Thursday, January 21, 2021

Wolfpack men’s hoops team lit it up in 1974

Players from the North Carolina State University 1974 men’s basketball national championship team are senior citizens now; all are approaching age 70. 

Yet, each year, the arrival of the Atlantic Coast Conference basketball season continues to light them up…brighter than their coach’s jazzy, plaid sports jackets. 

Coach “Stormin’ Norman” Sloan had an outlandish, flashy wardrobe and a fiery temper, but that was all part of the aura he created.


 As a player, Sloan was one of the many “Hoosier Hotshots” recruited from Indiana in 1946 to come to Raleigh to play college basketball at N.C. State under coach Everett Case. 

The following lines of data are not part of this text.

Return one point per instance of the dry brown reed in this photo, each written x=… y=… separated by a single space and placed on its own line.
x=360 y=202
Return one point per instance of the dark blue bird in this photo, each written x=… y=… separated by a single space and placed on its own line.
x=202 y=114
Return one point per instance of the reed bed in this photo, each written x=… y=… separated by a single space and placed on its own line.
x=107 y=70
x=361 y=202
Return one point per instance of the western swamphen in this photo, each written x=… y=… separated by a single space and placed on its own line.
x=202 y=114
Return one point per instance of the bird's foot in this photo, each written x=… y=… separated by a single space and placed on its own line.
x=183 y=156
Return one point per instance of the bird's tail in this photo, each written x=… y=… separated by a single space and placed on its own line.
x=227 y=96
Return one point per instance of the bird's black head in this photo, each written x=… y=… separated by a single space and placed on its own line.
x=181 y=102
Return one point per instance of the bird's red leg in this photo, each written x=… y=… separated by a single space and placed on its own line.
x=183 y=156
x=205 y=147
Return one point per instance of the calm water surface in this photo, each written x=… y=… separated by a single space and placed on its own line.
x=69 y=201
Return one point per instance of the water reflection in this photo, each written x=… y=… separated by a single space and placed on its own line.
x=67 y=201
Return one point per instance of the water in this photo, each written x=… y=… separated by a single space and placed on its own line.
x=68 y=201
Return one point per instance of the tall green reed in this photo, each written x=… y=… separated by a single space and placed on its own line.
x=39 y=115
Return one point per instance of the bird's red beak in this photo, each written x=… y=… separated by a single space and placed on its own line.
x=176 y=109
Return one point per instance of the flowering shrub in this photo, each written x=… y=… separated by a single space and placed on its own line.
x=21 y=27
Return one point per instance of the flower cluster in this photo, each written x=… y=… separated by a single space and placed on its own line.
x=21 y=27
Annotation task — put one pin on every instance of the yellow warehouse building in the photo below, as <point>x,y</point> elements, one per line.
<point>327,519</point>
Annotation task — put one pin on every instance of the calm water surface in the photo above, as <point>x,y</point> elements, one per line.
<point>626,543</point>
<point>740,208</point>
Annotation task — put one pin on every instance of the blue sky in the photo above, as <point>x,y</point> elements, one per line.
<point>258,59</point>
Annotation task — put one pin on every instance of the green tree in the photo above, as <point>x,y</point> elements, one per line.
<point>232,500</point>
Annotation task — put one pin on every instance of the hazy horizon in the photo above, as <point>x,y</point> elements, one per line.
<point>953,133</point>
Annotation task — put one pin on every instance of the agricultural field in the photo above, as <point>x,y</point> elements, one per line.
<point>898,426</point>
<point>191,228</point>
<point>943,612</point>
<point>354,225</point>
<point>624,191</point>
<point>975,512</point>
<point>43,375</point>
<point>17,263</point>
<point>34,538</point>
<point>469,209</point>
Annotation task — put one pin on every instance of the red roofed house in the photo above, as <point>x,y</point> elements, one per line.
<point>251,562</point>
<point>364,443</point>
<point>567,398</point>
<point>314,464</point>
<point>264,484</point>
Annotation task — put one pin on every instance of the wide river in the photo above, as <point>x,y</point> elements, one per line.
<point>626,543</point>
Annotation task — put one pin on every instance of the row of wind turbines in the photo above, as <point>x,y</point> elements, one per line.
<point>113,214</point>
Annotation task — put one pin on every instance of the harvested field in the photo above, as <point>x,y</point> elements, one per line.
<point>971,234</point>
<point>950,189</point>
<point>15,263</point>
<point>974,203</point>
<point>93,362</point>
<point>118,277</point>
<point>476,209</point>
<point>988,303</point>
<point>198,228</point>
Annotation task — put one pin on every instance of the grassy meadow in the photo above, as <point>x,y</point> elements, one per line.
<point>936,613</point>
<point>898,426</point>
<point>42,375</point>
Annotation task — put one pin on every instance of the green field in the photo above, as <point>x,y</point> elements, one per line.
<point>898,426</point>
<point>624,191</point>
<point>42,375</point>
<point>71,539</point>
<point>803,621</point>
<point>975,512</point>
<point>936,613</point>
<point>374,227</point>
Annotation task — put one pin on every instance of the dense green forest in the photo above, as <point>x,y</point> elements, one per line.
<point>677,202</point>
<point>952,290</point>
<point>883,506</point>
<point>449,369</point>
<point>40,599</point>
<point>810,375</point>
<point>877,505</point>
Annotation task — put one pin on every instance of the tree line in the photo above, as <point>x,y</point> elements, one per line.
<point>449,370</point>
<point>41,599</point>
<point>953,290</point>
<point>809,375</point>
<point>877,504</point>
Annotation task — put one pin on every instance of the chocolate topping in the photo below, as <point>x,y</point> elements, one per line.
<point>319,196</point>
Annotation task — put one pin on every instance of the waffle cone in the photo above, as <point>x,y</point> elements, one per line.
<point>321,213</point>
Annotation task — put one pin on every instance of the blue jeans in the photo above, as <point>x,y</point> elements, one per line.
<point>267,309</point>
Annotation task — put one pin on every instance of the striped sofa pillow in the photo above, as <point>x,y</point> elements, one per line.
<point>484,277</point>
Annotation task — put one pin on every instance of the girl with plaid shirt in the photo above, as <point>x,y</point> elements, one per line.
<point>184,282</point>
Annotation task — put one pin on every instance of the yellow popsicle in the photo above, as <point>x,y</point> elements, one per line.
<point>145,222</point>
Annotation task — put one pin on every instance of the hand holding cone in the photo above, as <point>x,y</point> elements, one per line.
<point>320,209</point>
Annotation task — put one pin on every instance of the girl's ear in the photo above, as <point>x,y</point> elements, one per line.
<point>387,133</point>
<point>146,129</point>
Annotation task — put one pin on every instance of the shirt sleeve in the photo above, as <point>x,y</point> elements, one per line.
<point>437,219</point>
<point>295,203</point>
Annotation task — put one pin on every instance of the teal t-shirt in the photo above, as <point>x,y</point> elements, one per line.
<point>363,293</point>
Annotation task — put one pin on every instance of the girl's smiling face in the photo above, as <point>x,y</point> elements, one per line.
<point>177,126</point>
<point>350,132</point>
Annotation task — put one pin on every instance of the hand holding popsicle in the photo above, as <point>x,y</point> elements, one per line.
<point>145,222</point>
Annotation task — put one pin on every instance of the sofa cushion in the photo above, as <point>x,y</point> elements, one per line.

Case had spent 23 years as a high school basketball coach in Indiana before taking the head job in Raleigh. 

Sloan played on three Wolfpack teams that won Southern Conference championships (1947-49). 

After college, Sloan moved up the college basketball coaching ladder at Presbyterian College, Memphis State University, The Citadel and the University of Florida. He returned to Raleigh as the Wolfpack’s head basketball coach in 1966. 

The Indiana pipeline brought Sloan top recruits Monte Towe and Tim Stoddard, who enrolled at N.C. State in 1971 – nearly a half-century ago. 

Dick Dickey, a teammate of Sloan’s, had recommended N.C. State give serious consideration to Towe of Converse, Ind. The Wolfpack’s assistant coach Eddie Biedenbach paid a visit. Towe was 5-foot-7 and looked about 14 years old. 

Biedenbach told his boss: “Norm, he’s awfully small.” Sloan replied: “Dick Dickey knows what he’s doing.”


 Biedenbach also spent a lot of time recruiting in East Chicago, Ind., pursuing a trio of hotshots who led Washington High School to an undefeated season and the state basketball title. The stars of the team were Pete Trgovich, Ulysses “Junior” Bridgeman and Tim Stoddard.

What tipped the 6-foot-7 Stoddard to select N.C. State was his desire to play both basketball and baseball at the college level. Former Chicago White Sox infielder Sammy Esposito, also an East Chicago native, was the head baseball coach at N.C. State as well as a basketball assistant on Sloan’s staff.

Stoddard said: “With Sam Esposito having a part in both sports, it made it an easier decision and an easier transition from the basketball court to the baseball field.” Stoddard became the ace in Esposito’s pitching rotation.

 


Sports statisticians have determined that there are only two American male athletes to play in the NCAA Final Four basketball tournament and baseball’s World Series. 

Both men are graduates of East Chicago’s Washington High. They are Tim Stoddard (Class of 1971) and Kenny Lofton (Class of 1985). 

As a collegian, Stoddard was a key contributor on N.C. State’s 1974 championship basketball team, as was Towe. (Some of their teammates were Tommy Burleson, David Thompson, Moe Rivers and Phil Spence.) 

Lofton was a reserve guard on the 1988 University of Arizona team that made it to the Final Four but lost to the University of Oklahoma in the semi-finals. 

As a professional baseball player, Stoddard was on the roster of the Baltimore Orioles for the World Series in 1979 and again in 1983. The Orioles were victorious in 1983, defeating the Philadelphia Phillies, 4 games to 1. 


Lofton, a center fielder, also played in the World Series twice, in 1995 with the Cleveland Indians and in 2002 with the San Francisco Giants. 

Timothy Paul Stoddard is the only person ever to win a championship ring in both the NCAA basketball tournament and the World Series. (We’re just getting warmed up here.)